# My puppy's adult coat color?



## skwidmeals (Jul 31, 2012)

Is there anyway of knowing this?


Sent from my iPhone using PG Free


----------



## Lucy Dog (Aug 10, 2008)

He's your typical black and tan.


----------



## skwidmeals (Jul 31, 2012)

Lucy Dog said:


> He's your typical black and tan.


With a saddle right? Sorry new to the breed.


Sent from my iPhone using PG Free


----------



## Lucy Dog (Aug 10, 2008)

Yep... saddle back. He'll lighten up a lot as he grows. All of the black and tans start off much darker as pups.


----------



## TaZoR (Jan 26, 2012)

If you go to my profile, and click on my album.. I have alot of pics showing how my very dark shepherd has changed from 7 weeks to 9 months.
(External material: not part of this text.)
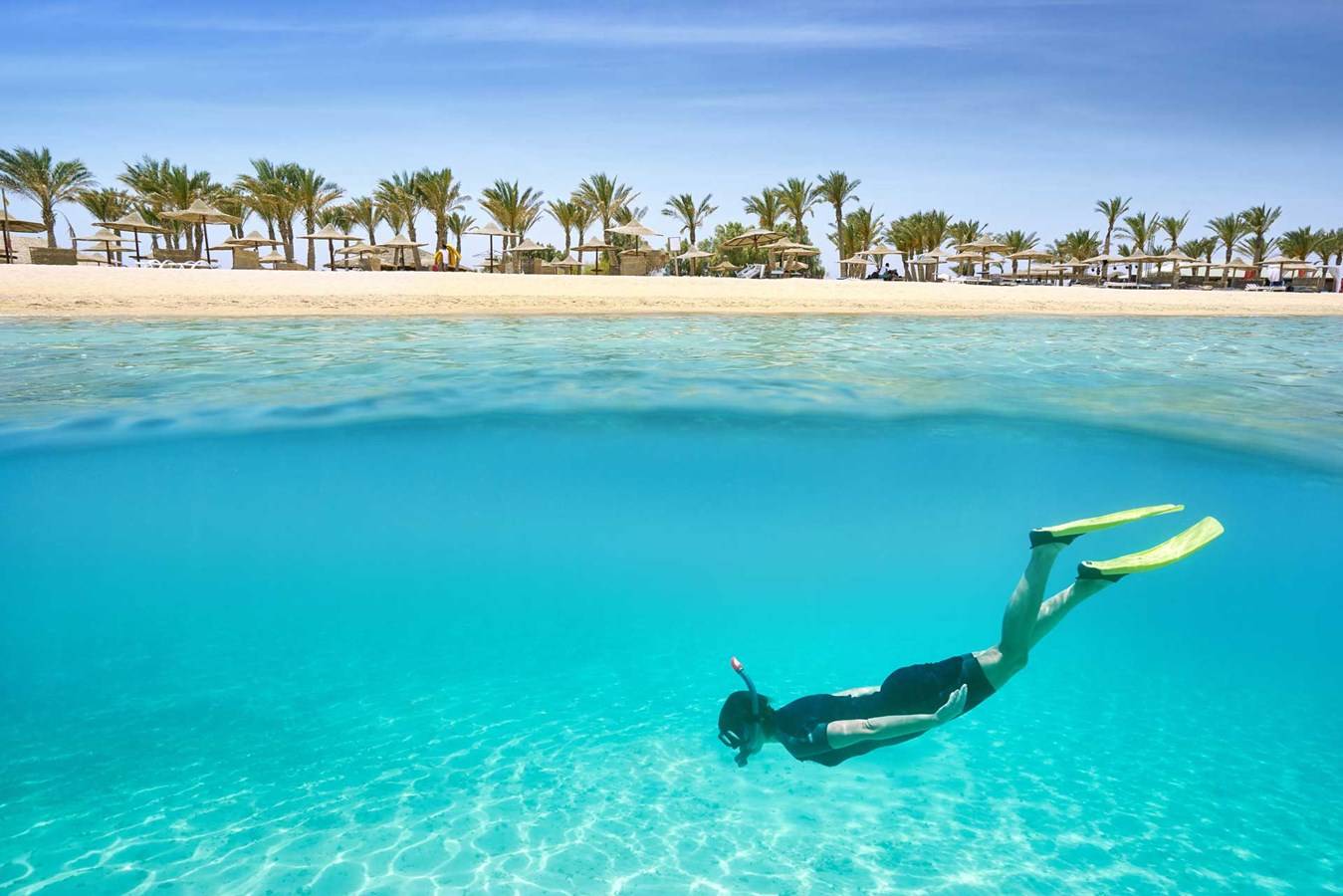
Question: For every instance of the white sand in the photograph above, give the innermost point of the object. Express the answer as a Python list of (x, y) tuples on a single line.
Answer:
[(91, 292)]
I think he is still changing. If you're interested.


----------



## Lucy Dog (Aug 10, 2008)

Here's my black and tan girl as she's grown. You can really see the color changes and how much lighter she's gotten since she was a puppy to what her coat looks like now.
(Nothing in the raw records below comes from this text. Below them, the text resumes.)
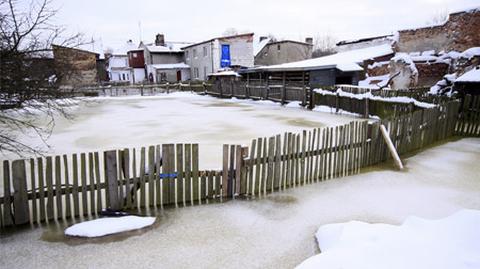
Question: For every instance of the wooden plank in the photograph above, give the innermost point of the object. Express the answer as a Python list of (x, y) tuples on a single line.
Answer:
[(58, 187), (83, 178), (41, 188), (21, 211), (68, 189), (258, 167), (303, 155), (180, 181), (111, 179), (203, 185), (188, 172), (271, 159), (264, 167), (34, 190), (76, 199), (151, 176), (49, 183), (210, 184), (251, 165), (225, 171), (143, 174), (91, 172), (277, 164), (231, 172), (98, 180), (7, 197), (218, 180), (238, 169), (195, 171), (136, 181)]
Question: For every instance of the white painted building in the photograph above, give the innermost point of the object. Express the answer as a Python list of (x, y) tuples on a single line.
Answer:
[(219, 53), (117, 64)]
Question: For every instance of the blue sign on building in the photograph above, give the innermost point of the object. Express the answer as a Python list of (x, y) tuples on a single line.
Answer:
[(225, 60)]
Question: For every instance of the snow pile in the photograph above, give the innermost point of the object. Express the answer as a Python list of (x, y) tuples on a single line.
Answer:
[(374, 82), (346, 61), (452, 242), (470, 76), (407, 60), (369, 95), (470, 53), (106, 226), (443, 85)]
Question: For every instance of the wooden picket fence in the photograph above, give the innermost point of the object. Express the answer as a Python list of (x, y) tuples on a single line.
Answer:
[(469, 118), (62, 187)]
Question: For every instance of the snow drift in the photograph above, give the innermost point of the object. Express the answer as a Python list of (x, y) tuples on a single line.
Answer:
[(452, 242)]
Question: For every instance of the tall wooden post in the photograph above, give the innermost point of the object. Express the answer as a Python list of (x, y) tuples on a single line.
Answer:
[(284, 88)]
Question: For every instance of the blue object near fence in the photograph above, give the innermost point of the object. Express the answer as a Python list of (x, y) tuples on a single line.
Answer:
[(225, 60), (168, 175)]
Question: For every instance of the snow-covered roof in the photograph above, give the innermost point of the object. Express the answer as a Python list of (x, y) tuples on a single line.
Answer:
[(224, 73), (169, 47), (124, 48), (470, 76), (170, 66), (470, 53), (345, 61), (258, 46)]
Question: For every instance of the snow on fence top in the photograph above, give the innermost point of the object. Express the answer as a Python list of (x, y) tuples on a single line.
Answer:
[(345, 61), (470, 76)]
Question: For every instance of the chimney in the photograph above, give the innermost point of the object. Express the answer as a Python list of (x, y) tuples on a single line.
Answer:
[(160, 40)]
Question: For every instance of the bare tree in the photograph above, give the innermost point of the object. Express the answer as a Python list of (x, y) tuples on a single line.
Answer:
[(324, 45), (27, 86)]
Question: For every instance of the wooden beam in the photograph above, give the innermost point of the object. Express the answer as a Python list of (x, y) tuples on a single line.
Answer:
[(391, 147)]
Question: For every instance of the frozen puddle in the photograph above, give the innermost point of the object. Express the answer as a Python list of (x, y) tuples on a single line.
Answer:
[(107, 226), (452, 242), (106, 123)]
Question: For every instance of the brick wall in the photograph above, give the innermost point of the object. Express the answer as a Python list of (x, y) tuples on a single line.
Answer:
[(460, 32)]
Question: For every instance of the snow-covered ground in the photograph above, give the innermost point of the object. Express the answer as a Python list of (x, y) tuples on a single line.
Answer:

9 weeks old - her first day home and with a much darker coat and face. 










Around 6 months old... please don't laugh too hard at her ears!!!!










And this was her now at 4 years old and much lighter than her puppy days.


----------



## skwidmeals (Jul 31, 2012)

Lucy Dog said:


> Here's my black and tan girl as she's grown. You can really see the color changes and how much lighter she's gotten since she was a puppy to what her coat looks like now.
> 
> 9 weeks old - her first day home and with a much darker coat and face.
> 
> ...


Okay he has "tar heels" will that go away too?
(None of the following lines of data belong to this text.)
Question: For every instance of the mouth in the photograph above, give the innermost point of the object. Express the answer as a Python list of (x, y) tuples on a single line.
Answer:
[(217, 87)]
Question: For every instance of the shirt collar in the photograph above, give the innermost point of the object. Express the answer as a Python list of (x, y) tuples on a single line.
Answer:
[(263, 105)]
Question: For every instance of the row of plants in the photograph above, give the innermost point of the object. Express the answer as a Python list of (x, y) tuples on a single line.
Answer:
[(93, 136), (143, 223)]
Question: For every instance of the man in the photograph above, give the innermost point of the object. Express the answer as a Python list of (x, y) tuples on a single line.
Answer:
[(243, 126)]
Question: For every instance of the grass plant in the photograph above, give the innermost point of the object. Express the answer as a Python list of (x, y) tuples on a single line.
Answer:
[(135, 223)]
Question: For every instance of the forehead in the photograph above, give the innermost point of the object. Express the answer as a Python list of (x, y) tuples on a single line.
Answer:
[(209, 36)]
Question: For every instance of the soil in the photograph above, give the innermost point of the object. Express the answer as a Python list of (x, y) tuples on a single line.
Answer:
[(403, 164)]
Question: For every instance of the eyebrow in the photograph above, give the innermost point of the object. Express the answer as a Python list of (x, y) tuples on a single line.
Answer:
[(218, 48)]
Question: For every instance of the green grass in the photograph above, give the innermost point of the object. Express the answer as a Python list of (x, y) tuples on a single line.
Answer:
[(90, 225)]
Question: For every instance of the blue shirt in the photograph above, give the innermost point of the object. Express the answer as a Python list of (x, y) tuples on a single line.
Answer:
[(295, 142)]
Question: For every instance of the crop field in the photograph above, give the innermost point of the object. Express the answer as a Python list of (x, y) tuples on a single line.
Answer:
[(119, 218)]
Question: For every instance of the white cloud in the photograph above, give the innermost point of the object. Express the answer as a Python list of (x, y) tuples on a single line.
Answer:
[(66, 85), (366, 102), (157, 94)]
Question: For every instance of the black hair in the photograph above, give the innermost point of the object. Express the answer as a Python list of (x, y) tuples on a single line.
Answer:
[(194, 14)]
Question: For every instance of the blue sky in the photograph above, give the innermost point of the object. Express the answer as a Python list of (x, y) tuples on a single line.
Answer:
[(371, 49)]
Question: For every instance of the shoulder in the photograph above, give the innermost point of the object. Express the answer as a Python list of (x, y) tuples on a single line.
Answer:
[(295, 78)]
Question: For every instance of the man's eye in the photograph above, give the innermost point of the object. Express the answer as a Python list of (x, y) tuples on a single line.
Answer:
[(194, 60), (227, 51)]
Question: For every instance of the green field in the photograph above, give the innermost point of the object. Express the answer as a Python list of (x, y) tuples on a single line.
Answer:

Sent from my iPhone using PG Free


----------



## skwidmeals (Jul 31, 2012)

TaZoR said:


> If you go to my profile, and click on my album.. I have alot of pics showing how my very dark shepherd has changed from 7 weeks to 9 months. I think he is still changing. If you're interested.


Love your dog I hope my dog looks like yours I love the black mask faces


Sent from my iPhone using PG Free


----------



## Lucy Dog (Aug 10, 2008)

skwidmeals said:


> Okay he has "tar heels" will that go away too?


Not sure what they'll do to be honest. What did mom and dad look like? He'll probably resemble them. Did they have tar heels?

Can you post some better pictures? It's kind of hard to tell from the ones you gave in that first post.


----------



## skwidmeals (Jul 31, 2012)

Here's a crappy pic of mom , dad was a regular saddle back, and some single pics of him


Sent from my iPhone using PG Free


----------



## skwidmeals (Jul 31, 2012)

Penciling and tar heels first pic is front right foot second is back right foot


Sent from my iPhone using PG Free


----------



## paulag1955 (Jun 29, 2010)

Lucy Dog said:


> Yep... saddle back. He'll lighten up a lot as he grows. All of the black and tans start off much darker as pups.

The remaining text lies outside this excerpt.